The authors of this playbook – members of Palo Alto Networks threat research group Unit 42 – were able to connect PKPLUG to attacks that were documented as far back as six years ago. Customized malware programs associated with this threat group include the PlugX remote access trojan, the Android malware HenBox, the Windows backdoor Farseer, the 9002 RAT. PKPLUG is also tied to the publicly available Poison Ivy RAT and Zupdax backdoor.
Unit 42 is not entirely certain that PKPLUG is a single threat actor or several groups sharing the same TTPs. However, the researchers have assessed with high confidence that it has Chinese nation-state backing.
Indeed, PKPLUG's main targets are Myanmar, Taiwan, Vietnam, Indonesia, Tibet, Xinjiang and Mongolia – all countries, provinces or regions in Southeast Asia that are of interest to China in one way or another, whether they are members of the Association of Southeast Asian Nations (ASEAN), autonomous zones the government wishes to keep tabs on, involved in Beijing's Belt and Road Initiative to connect Southeast Asia with Eastern Europe and Africa, or in conflict over South China Sea territorial claims.
"It's not entirely clear as to the ultimate objectives of PKPLUG, but installing backdoor Trojan implants on victim systems, including mobile devices, infers tracking victims and gathering information is a key goal," states Alex Hinchliffe, threat intelligence analyst, EMEA, in a blog post detailing the playbook's contents.
According to Unit 42, the earliest confirmed PKPLUG activity was reported by Blue Coat Labs November 2013 and involved a PlugX campaign launched against Mongolian targets. In this particular attack, the actors used weaponized Word documents saved as a Single File Web Page (MHT file) to execute an exploit that drops a WinRAR SFX archive containing both PlugX and a DLL side-loading package. PlugX malware was actually identified for the first time back in 2012.
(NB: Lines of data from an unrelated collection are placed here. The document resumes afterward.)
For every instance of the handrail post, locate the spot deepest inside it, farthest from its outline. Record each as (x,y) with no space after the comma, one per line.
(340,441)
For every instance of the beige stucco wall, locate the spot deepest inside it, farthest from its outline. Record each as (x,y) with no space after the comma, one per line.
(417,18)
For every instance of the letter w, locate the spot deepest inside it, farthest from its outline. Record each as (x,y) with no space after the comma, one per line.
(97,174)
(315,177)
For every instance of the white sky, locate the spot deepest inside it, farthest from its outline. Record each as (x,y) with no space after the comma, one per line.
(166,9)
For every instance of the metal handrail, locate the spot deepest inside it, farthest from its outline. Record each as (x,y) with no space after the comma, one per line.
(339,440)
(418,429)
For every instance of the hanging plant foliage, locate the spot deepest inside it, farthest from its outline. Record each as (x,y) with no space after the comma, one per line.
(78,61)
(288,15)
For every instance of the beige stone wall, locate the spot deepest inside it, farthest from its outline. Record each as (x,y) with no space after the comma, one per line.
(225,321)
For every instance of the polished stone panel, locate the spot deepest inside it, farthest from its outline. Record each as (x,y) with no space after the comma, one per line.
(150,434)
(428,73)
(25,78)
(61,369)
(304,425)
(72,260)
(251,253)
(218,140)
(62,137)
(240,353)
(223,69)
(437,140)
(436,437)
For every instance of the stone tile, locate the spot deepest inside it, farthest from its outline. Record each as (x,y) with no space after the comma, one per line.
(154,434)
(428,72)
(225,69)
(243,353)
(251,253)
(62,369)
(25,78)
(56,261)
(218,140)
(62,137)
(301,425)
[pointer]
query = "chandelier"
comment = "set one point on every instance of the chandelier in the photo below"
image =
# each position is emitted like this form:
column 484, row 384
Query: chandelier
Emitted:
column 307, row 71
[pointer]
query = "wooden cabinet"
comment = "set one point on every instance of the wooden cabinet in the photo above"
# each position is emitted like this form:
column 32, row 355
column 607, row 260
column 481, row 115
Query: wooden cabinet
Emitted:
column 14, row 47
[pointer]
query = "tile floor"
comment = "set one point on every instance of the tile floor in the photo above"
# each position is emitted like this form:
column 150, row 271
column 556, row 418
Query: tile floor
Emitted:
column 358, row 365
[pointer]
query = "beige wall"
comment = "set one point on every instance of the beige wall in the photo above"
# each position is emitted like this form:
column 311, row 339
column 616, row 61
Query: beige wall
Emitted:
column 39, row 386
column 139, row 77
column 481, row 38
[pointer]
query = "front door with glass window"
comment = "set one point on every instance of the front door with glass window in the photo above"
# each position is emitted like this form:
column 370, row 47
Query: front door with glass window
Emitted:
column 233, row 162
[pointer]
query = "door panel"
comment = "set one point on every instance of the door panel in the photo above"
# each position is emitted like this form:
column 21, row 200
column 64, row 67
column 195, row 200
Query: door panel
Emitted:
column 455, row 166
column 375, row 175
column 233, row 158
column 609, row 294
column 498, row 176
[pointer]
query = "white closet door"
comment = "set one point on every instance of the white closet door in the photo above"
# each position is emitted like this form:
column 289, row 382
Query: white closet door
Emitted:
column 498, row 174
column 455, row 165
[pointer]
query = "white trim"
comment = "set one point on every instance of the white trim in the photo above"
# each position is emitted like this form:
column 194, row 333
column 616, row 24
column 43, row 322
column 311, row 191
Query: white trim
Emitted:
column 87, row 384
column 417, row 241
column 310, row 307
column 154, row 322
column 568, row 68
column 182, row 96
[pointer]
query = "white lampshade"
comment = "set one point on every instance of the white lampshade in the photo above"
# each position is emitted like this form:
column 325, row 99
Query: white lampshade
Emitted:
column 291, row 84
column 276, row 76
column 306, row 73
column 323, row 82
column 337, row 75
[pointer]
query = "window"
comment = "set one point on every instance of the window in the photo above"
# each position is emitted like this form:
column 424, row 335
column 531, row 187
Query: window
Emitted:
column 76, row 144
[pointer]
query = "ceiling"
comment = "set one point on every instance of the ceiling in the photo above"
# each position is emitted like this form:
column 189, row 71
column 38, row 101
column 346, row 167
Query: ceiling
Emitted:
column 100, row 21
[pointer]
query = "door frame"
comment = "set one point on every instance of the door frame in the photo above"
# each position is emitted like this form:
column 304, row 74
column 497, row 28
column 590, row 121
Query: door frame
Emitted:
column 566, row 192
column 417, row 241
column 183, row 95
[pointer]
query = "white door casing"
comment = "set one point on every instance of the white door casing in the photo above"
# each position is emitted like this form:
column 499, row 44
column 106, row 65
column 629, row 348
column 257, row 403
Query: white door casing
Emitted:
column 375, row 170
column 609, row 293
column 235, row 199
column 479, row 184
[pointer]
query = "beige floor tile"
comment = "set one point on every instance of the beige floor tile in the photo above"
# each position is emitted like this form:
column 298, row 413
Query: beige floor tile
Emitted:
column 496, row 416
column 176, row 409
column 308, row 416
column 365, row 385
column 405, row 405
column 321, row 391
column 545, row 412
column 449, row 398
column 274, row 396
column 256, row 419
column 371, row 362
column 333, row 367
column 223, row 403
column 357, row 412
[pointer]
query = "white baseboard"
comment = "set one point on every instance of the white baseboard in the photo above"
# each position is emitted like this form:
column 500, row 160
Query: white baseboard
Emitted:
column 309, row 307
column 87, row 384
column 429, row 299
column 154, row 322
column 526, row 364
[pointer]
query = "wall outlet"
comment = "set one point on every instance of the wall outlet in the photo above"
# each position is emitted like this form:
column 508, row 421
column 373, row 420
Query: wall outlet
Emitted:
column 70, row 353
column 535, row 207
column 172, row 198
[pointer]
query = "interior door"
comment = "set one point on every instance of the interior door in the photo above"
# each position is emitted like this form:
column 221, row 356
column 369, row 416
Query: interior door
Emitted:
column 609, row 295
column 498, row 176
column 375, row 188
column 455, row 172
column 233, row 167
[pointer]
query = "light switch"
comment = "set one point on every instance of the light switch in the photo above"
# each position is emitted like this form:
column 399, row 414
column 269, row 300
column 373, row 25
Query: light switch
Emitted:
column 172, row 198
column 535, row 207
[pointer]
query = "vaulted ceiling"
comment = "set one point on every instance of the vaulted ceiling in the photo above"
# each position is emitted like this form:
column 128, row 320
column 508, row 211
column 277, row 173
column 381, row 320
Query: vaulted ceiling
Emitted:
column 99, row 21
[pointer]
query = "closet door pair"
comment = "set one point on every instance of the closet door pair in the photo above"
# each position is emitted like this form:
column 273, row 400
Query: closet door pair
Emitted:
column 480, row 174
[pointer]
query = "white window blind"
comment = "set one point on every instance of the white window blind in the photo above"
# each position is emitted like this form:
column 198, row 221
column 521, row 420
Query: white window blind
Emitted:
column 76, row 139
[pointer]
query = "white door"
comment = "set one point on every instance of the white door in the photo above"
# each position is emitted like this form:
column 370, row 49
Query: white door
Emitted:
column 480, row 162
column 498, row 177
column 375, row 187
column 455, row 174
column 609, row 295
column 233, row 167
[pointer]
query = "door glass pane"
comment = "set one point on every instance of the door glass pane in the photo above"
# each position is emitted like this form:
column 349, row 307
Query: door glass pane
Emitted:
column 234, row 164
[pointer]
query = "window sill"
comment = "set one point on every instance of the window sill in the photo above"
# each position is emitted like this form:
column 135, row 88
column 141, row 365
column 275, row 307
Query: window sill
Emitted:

Flash forward to February 2019, when Unit 42 reported its discovery of Farseer, a backdoor program delivered via DLL side-loading. Farseer is designed to compromise Windows users and act as a cyberespionage tool that beacons to the attackers' command-and-control servers for instructions. The Farseer activity included decoy documents containing political news pertaining to Myanmar – although the researchers also believe PKPLUG has targeted Mongolia with this malware.
Between November 2013 and February 2019, Palo Alto Networks has identified an additional four reports by various research groups that point to even more apparent PKPLUG activity. According to Unit 42, these various campaigns have exhibited several key commonalities that suggest the same actor was involved, including shared domain names and IP addresses, and similar malicious traits including program runtime behaviors and static code characteristics.